Explanation.- For the purpose of this item, where a motor vehicle is mounted, fitted or fixed with any weight-lifting, earth-moving and similar specialised material-handling equipment, then such equipment other than the chassis shall not be taken into account." 3. Tariff Item 34 defines the expression 'Motor Vehicles'.

The opening words, no doubt, say that motor vehicles means all mechanically propelled vehicles adapted for use upon roads but the several clauses following enlarge the scope of the definition to include even those vehicles which are not adapted for use on roads. Clause (3-a) refers to tractors including agricultural tractors. It is evident that tractors and in particular agricultural tractors are not meant for being used on roads. It is doubtful whether it can be said that they are "adapted for use upon roads", though it is true they can be operated on roads as well. If it is held that agricultural tractors also are "adapted for use upon roads" notwithstanding the fact that they are principally meant for being operated and 337 used on agricultural lands, it can equally be said that dumpers, coal-haulers, earth-movers etc. are also "adapted for use upon roads", though principally they are meant to be operated and used on construction sites. Clause (4) in Tariff Item 34 is in the nature of a residuary clause. It says all motor vehicles not otherwise specified fall within Item 34. Even the Explanation appended to Tariff Item 34 throws light upon the meaning and content of expression 'motor vehicle'. It says that where a motor vehicle is mounted, fitted or fixed with the weight-lifting, earth- moving and similar other specialised material-handling equipment, then, for the purpose of determining the value of such motor vehicle, the value of such mounted equipment shall not be taken into account. The Explanation indicates that even a motor vehicle upon which is mounted the earth- moving equipment etc. continues to be a motor vehicle. In the absence of any definition of motor vehicle in Item 16, we see no error in the Government of India relying upon the definition of 'motor vehicle' contained in Item 34.

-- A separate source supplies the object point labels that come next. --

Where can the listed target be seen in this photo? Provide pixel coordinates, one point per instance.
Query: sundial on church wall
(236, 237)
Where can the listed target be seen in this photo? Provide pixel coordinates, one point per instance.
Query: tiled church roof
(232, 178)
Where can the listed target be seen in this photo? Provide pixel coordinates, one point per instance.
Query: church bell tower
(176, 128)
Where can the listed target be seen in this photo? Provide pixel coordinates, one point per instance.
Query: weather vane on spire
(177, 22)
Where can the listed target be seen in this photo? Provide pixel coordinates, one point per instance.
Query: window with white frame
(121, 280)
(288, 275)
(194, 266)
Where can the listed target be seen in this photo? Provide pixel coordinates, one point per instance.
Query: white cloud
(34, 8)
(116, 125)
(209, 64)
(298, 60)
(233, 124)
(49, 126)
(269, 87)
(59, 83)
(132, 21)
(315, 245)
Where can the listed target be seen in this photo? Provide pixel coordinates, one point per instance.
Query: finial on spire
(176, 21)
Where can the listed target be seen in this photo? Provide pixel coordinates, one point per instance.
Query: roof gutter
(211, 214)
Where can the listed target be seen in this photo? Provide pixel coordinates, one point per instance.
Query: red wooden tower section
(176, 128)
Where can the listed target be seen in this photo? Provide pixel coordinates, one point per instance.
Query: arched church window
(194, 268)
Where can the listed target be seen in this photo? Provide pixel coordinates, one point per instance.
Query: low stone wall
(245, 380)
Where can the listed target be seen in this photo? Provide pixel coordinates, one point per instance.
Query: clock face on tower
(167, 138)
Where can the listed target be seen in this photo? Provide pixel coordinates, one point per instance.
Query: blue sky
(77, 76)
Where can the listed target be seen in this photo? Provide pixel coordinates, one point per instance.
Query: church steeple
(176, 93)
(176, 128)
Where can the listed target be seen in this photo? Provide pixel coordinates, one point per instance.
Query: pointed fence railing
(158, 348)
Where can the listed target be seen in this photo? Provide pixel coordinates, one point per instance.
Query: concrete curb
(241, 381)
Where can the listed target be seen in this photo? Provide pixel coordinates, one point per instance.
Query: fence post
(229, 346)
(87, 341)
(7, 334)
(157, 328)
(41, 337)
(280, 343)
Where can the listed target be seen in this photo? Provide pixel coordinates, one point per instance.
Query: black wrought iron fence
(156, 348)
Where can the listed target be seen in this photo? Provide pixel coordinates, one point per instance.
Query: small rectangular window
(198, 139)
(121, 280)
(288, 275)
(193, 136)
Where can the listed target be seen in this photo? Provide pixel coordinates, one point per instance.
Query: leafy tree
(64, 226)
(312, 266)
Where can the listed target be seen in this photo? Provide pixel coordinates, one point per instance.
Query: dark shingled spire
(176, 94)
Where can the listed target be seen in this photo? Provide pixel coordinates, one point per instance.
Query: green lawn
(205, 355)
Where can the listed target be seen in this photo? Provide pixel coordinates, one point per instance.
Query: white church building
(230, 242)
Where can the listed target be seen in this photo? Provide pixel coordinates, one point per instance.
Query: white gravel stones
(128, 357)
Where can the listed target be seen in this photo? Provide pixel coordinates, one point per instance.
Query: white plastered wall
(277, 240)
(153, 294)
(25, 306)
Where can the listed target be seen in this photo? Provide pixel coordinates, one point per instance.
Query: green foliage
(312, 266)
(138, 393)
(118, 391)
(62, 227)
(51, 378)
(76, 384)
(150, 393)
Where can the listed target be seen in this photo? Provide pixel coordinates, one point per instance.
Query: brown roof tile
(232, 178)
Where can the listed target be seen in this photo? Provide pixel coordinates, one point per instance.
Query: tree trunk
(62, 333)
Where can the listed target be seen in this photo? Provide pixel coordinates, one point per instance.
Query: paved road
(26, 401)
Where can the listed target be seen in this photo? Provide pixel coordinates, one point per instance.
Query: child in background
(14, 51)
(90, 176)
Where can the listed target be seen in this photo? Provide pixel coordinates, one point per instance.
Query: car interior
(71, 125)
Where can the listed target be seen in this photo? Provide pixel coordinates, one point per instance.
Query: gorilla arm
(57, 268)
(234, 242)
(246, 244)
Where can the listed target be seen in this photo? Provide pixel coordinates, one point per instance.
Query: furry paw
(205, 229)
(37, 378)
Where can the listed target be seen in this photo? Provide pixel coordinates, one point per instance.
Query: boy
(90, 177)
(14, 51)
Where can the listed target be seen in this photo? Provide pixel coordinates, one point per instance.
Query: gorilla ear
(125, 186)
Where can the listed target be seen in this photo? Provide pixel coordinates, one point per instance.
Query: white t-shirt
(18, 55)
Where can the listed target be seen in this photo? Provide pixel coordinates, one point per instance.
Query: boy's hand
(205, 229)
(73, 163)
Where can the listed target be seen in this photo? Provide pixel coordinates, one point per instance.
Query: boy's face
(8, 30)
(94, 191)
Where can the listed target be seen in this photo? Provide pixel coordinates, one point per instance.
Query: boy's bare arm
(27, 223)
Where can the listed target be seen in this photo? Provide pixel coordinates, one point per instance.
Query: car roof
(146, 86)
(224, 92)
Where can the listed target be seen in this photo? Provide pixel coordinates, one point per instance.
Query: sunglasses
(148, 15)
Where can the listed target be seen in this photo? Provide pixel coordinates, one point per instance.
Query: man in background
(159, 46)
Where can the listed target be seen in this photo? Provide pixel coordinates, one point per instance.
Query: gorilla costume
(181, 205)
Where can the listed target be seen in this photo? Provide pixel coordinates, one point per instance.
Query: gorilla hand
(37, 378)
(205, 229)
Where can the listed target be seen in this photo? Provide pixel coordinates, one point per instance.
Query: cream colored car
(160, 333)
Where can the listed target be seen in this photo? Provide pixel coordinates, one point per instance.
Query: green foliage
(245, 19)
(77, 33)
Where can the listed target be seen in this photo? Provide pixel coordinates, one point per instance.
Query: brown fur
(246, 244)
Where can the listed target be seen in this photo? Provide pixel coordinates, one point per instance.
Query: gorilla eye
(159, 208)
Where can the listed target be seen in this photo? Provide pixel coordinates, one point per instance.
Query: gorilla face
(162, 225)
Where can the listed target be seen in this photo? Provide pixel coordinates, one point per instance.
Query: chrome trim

4. Even otherwise we are not satisfied that 'off-the-road vehicles' are not ,motor vehicles'. After all, 'motor vehicles' means a vehicle in which motor is fitted or a vehicle which runs on motor. There is no reason, why dumpers etc. are not motor vehicles. In this connection, it would be relevant to notice the fact recorded in the letter of the Superintendent, Central Excise dated January 8, 1974 to the effect that in spite of repeated requests, the appellant not only failed to specify the types of tyres and tubes which they manufactured for the purpose of dumpers, coal-haulers, bulldozers etc. but filed a revision classification list without any specification as to their use. Basing upon this failure, the counsel for Revenue says that this was for the reason that many of these tyres are common to ordinary motor vehicles as well as off-the-road vehicles. We are, therefore, of the opinion that the tyres in question do not fall under clause (3) of Tariff Item 16.

Clause (3) of Tariff Item 16 evidently takes in tyres meant for vehicles other than motor vehicles e.g. push-carts, animal-drawn vehicles etc.

5. For the above reason, we see no error of law in the classification done by the Government of India. The appeal is accordingly dismissed. No costs.